The prevalence of PC in the present study was 29% (8/28 patients), similar to what has previously been reported [20]. PC has been shown to represent a significant independent prognostic factor with 5- and 10-year overall survival rates 52 and 32%, and 79 and 54% for patients without or with PC, respectively [33]. The two most commonly used PC classification systems to date are the PCI and Gilly classifications [19, 20]. The PCI classification is complex and not possible to use in the retrospective setting, and therefore, we used the simpler Gilly Lyon classification. As shown in Table 4, the image-based classification was approximately similar for 68Ga-DOTATOC/TATE-PET/CT and CE-CT and correlated reasonably well to the standard of reference. The advanced stages (3 and 4) constitute gross macroscopic disease with a less favorable prognosis [33]. Interestingly, it may possible to apply this classification by estimating the score from radiological imaging as shown here and by others [20].
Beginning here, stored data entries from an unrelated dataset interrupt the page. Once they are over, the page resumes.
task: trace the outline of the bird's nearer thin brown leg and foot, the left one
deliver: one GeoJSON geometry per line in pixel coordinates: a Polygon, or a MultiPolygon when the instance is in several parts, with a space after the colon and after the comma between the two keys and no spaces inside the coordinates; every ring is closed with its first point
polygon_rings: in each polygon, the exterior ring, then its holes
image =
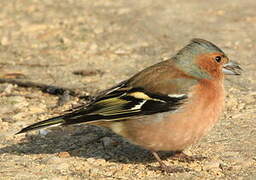
{"type": "Polygon", "coordinates": [[[160,164],[159,168],[152,168],[154,170],[162,170],[166,173],[177,173],[177,172],[188,172],[189,169],[187,168],[182,168],[182,167],[171,167],[171,166],[167,166],[159,157],[159,155],[157,154],[157,152],[155,151],[151,151],[151,153],[153,154],[153,156],[156,158],[156,160],[158,161],[158,163],[160,164]]]}

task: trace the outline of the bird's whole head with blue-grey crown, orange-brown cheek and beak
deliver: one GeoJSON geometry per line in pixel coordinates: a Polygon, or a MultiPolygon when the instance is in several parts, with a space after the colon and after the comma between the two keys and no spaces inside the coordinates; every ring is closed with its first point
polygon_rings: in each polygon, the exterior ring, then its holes
{"type": "Polygon", "coordinates": [[[242,70],[220,48],[203,39],[193,39],[174,60],[188,75],[199,79],[222,79],[224,74],[240,75],[242,70]]]}

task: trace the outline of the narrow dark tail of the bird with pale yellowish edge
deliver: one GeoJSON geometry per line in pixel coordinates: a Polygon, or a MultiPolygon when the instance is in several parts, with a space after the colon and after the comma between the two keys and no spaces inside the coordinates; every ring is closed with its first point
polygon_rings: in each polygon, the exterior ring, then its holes
{"type": "Polygon", "coordinates": [[[35,124],[32,124],[30,126],[27,126],[25,128],[23,128],[22,130],[20,130],[19,132],[17,132],[16,134],[20,134],[20,133],[25,133],[28,131],[32,131],[35,129],[41,129],[44,127],[54,127],[54,126],[59,126],[64,124],[66,121],[63,118],[63,116],[58,116],[58,117],[54,117],[54,118],[50,118],[35,124]]]}

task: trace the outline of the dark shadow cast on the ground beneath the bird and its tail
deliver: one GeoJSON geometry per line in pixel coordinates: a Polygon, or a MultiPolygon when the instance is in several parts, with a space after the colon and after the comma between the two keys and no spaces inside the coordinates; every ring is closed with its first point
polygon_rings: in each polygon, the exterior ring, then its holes
{"type": "MultiPolygon", "coordinates": [[[[135,164],[155,162],[149,151],[129,143],[110,130],[90,125],[78,125],[73,129],[77,130],[58,128],[47,135],[27,134],[20,143],[0,148],[0,154],[68,152],[74,157],[105,159],[110,162],[135,164]]],[[[171,155],[173,155],[171,152],[160,152],[163,160],[171,155]]]]}

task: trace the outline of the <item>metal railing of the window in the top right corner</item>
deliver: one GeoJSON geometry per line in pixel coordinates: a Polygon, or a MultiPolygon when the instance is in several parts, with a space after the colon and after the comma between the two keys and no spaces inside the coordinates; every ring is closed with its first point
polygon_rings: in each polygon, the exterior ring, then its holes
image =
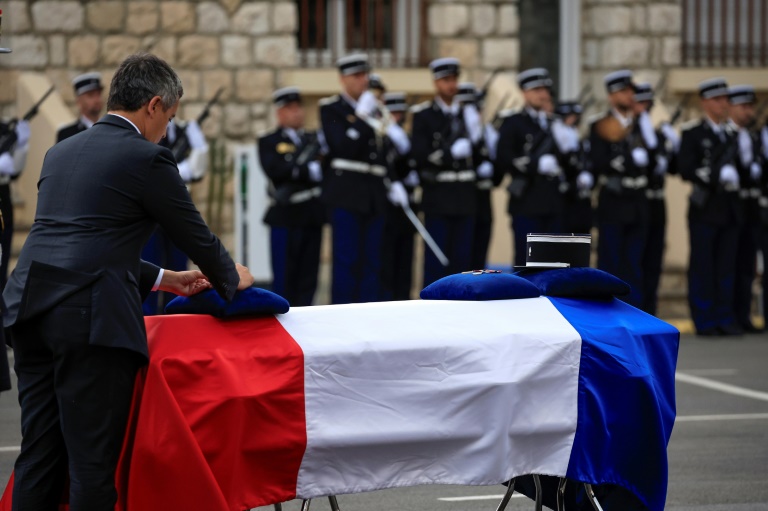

Limitations of this study included a rather small study population (n = 28) and possible missing data in surgical and pathology reports. Although the routine since 2010 has been to record the extent of peritoneal carcinomatosis in all surgical reports, some of them differed in their amount of detail, reflecting the varying degree of experience between surgeons and different awareness of importance of lesion documentation. Consequently, image findings may thus have resulted in false positive observations that in fact were true positive. Misinterpretation by the readers of the PET/CT findings is less likely. The anatomical sites of physiological 68Ga-DOTATOC/TATE-uptake are well known, including the sometimes-high tracer accumulations in the bowel, which is found in segments of intestine rather than focally. One of the image readers only had basic radiological training at the time of the study, with limited experience in CT and PET/CT reading, but the final imaging results relied on consensus reading together with an experienced specialist (senior consultant).

To conclude, 68Ga-DOTA-SSA-PET/CT performs better than CE-CT for primary SI-NET lesion detection. Because the techniques are complementary, CT in conjunction with PET should be performed as CE-CT for optimal imaging yield. A reasonable correlation was found with surgical and histopathological findings for the imaging-based preoperative staging of PC according to the Gilly Lyon classification, with both CE-CT and PET/CT. Despite modern functional and morphological hybrid imaging, many PC lesions and primary SI-NETs were missed and for surgery with curative intent this makes it necessary to palpate the whole small intestine during surgery, consequently making standard laparoscopic resection oncologically inadequate in many SI-NET patients. If the minimally invasive alternative still is pursued, a hand port to facilitate palpation of the bowel is mandatory.